The QGV's user interface customizes and builds upon the graph functionality offered by the TouchGraph library. It is responsible for the following tasks:

1. Query network display. Rendering of nodes and edges, color settings, and network layout.

2. Query network processing. Requesting query network data from the server and parsing the network data received.

3. User interaction handling. Network navigation (zoom, pan and drag), triggering of content-sensitive menus, selection of query nodes, and submission of queries to search engine.

Figure 2 shows the QGV's user interface. Each network node represents a query and edges between nodes show the relationship between two queries, with the value on the edge indicating the strength of the relationship. For example, 0.3 on the edge between the nodes "data mining" and "knowledge discovery" indicates that the degree of relationship between these two nodes is 0.3. Relationship values are between 0.1 (least related) to 1 (most related).

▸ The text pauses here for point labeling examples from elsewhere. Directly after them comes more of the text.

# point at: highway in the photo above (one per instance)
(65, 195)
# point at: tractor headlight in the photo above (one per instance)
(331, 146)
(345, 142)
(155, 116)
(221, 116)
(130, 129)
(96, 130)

In the QGV, a submitted query is known as the root node. Nodes that are directly connected to the root represent a cluster of related queries. Each query in the cluster may be related to other queries, and thus connected to a different query cluster. This relationship between queries and clusters thus forms a network, in which a query is directly or indirectly related to other queries. The generation and presentation of a query network is governed by three parameters:

1. Maximum number of queries per level. This refers to the maximum number of nodes that will be generated at each level of the query network. For example, if this value is five, then every query node can have at most five child nodes connected to it.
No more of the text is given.